Frigia será a fines del período que estamos estudiando el punto de partida del montanismo. No carece de interés el advertir que Papías nos transmite, como procedentes de los presbíteros, algunas tradiciones relativas a las esperanzas milenaristas de un marcadísimo carácter apocalíptico. Una doctrina que Ireneo heredará de él. Ese entusiasmo apocalíptico parece haber sido uno de los rasgos del ambiente asiático. Lo hallaremos de nuevo en el hereje Cerinto. Incluso el Apocalipsis de Juan presenta algunas huellas. Así, pues, el judeo-cristianismo asiático ofrece un carácter muy particular, completamente distinto del judeo-cristianismo del ambiente palestinense de Santiago o del ambiente sirio de Pedro. Las esperanzas del mesianismo terrestre han sobrevivido aquí a la caída de Jerusalén sin degenerar en gnosticismo. Sin duda se debe a ese entusiasmo el hecho de que Asia Menor sea en esta época la región donde se cuenta mayor número de mártires, junto con las demás regiones que estuvieron en relación con ella, como la Galia de Ireneo o el Africa de Tertuliano.
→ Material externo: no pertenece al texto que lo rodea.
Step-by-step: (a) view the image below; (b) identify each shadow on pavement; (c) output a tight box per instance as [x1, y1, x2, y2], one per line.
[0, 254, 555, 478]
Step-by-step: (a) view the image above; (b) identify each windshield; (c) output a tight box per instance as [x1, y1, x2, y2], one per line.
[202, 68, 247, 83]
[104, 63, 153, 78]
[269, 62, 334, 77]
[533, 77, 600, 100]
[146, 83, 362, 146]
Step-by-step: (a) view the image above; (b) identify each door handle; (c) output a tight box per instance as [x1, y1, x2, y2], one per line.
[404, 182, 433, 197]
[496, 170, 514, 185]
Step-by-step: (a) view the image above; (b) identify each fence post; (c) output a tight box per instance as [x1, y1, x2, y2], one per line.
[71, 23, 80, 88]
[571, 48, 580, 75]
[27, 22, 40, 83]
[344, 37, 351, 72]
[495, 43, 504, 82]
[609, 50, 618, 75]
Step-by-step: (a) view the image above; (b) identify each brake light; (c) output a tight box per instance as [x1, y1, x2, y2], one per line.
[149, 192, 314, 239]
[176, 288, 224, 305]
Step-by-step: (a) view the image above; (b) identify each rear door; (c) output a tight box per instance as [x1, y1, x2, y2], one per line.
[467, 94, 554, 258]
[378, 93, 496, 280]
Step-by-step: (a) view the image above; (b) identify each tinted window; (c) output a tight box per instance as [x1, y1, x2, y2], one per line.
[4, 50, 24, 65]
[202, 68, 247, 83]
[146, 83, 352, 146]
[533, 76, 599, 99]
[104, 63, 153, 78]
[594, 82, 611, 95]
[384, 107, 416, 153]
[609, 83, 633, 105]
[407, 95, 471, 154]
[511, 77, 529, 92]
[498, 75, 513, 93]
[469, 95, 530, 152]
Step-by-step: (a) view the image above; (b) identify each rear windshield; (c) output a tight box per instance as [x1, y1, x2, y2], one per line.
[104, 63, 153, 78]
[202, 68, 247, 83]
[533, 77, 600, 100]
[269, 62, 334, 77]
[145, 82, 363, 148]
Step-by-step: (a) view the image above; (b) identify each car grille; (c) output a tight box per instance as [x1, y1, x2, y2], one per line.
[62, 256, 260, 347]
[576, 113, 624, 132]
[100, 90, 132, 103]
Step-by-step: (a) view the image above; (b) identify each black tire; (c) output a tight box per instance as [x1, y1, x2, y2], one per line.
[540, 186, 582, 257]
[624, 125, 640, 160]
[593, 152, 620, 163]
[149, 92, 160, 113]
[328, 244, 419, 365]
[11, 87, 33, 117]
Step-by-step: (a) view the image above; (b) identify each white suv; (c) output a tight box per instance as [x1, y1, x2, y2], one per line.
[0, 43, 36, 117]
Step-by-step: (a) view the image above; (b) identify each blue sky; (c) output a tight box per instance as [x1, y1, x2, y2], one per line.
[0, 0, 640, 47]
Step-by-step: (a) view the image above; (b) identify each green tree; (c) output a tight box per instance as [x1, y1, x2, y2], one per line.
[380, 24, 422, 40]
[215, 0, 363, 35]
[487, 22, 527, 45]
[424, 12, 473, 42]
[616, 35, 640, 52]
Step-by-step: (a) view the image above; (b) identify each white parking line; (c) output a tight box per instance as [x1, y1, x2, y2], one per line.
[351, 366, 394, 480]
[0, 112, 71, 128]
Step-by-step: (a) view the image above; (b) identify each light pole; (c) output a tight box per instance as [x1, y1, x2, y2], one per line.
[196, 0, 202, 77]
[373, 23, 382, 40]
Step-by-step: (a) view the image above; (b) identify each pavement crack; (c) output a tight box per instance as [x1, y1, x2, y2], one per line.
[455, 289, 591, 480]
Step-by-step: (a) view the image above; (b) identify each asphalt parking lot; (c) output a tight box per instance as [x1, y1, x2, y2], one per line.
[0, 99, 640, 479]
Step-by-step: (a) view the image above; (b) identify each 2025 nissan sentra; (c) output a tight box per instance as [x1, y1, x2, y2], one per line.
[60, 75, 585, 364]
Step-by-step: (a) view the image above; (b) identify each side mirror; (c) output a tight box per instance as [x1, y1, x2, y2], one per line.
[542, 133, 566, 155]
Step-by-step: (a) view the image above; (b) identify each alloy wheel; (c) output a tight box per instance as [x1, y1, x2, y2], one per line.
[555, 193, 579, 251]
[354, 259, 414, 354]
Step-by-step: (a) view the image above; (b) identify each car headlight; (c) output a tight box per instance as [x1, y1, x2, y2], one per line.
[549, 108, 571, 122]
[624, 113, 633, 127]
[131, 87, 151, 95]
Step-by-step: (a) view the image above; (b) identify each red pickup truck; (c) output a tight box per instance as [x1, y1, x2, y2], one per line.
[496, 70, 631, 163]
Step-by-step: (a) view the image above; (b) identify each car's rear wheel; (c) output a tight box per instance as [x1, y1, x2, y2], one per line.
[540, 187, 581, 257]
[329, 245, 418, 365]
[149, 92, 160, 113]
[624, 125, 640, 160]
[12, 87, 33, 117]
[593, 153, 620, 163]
La Frigia occidental y el litoral asiático aparecen bajo Domiciano, Nerva y Trajano como la región de Juan. Ya hemos encontrado a este apóstol en Jerusalén, donde era, junto con Pedro, una de las columnas de la Iglesia. Estaba presente en el concilio de Jerusalén, el año 49. Pero luego le perdemos la pista hasta su destierro en Patmos bajo Domiciano. Es probable que estuviera ya en Efeso cuando fue desterrado. Pero lo cierto es que residió allí después de su destierro. Contamos en este punto con un testigo de primer orden, san Ireneo, también originario de Asia y que conoció a Policarpo, discípulo de Juan. Pues bien, Ireneo recuerda repetidamente las enseñanzas de Juan en Efeso. Precisa que vivió allí hasta el reinado de Trajano. Clemente de Alejandría, por su parte, refiere que establecía obispos en las nuevas cristiandades. Policarpo y Papías fueron discípulos suyos.
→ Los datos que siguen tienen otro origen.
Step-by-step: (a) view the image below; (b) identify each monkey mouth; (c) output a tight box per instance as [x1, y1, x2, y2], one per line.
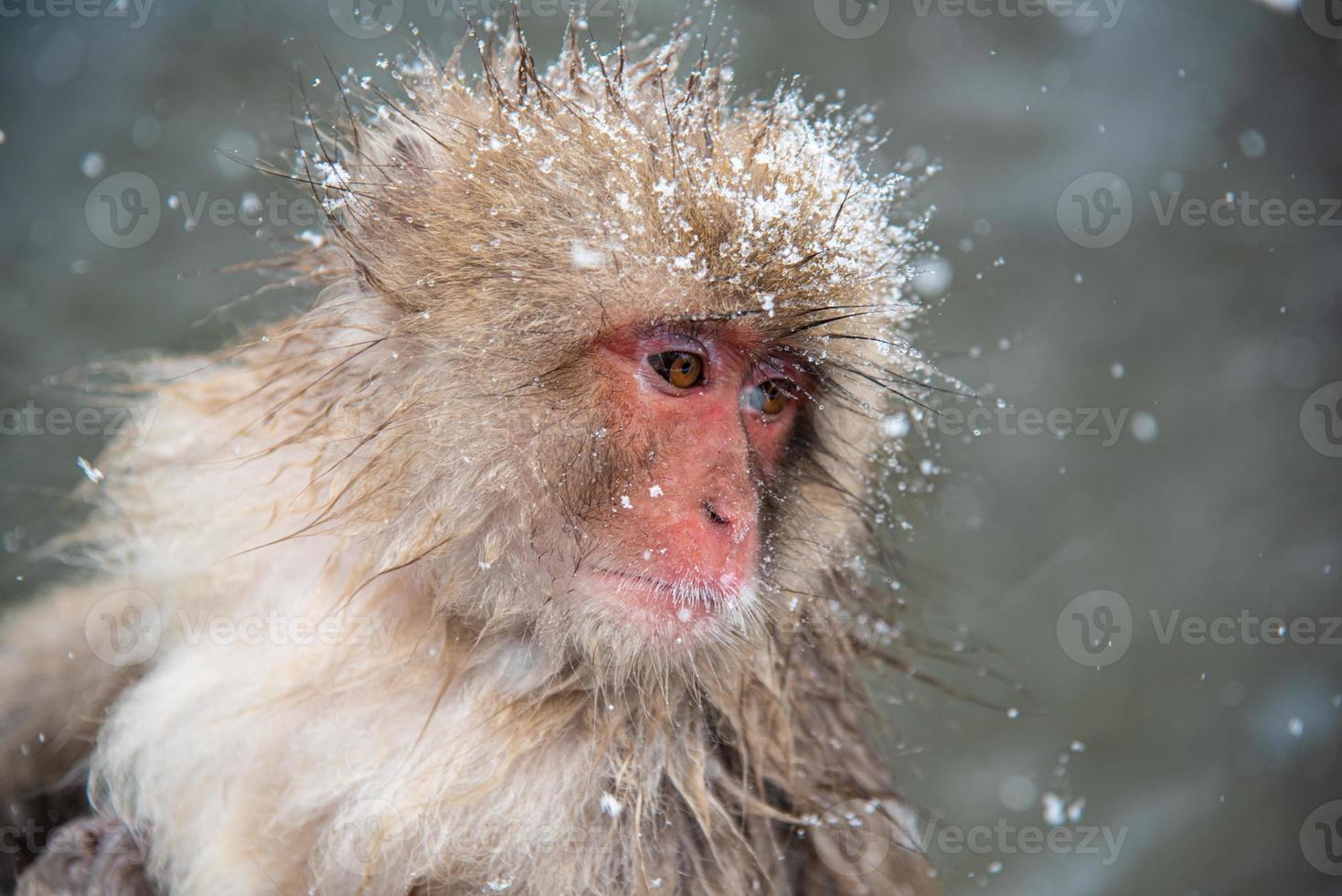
[584, 568, 754, 628]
Juan no es el primero en evangelizar esta región. Ya hemos visto que Pablo había residido en Efeso. Pero tampoco es Pablo quien llevó el Evangelio, sino que encontró una comunidad judeo-cristiana, la cual le procuró las dificultades que ya conocemos. Como ha subrayado P. Braun, este medio judeo-cristiano va a encontrar con Juan su línea propia: “Juan pertenecía al partido de los que pretendían renunciar lo menos posible al judaísmo auténtico”. Tal actitud se refleja claramente en el Apocalipsis, donde se condena con violencia a los cristianos que consienten en comer los idolotitos. Es conocida, por el contrario, la libertad de que Pablo da prueba en este punto. Juan está más bien en la línea de Apolo. De ahí que Asia vea desarrollarse entonces una especie original de judeo-cristianismo. En él persistirán las esperanzas milenaristas. Y Asia seguirá celebrando la fiesta de Pascua el mismo día que los judíos. El Apocalipsis y el Evangelio de Juan están relacionados literariamente con este medio judeo-cristiano, donde parecen evidentes las influencias esenias. La primera de estas obras está marcada por el cataclismo provocado por la profanación del Templo el año 70. Ve en ese hecho el castigo de Israel. Pero mantiene los ojos fijos en Jerusalén, donde espera la aparición de la Jerusalén nueva. En el Evangelio también domina el tema del Templo, pero centrado en la persona del Verbo hecho carne.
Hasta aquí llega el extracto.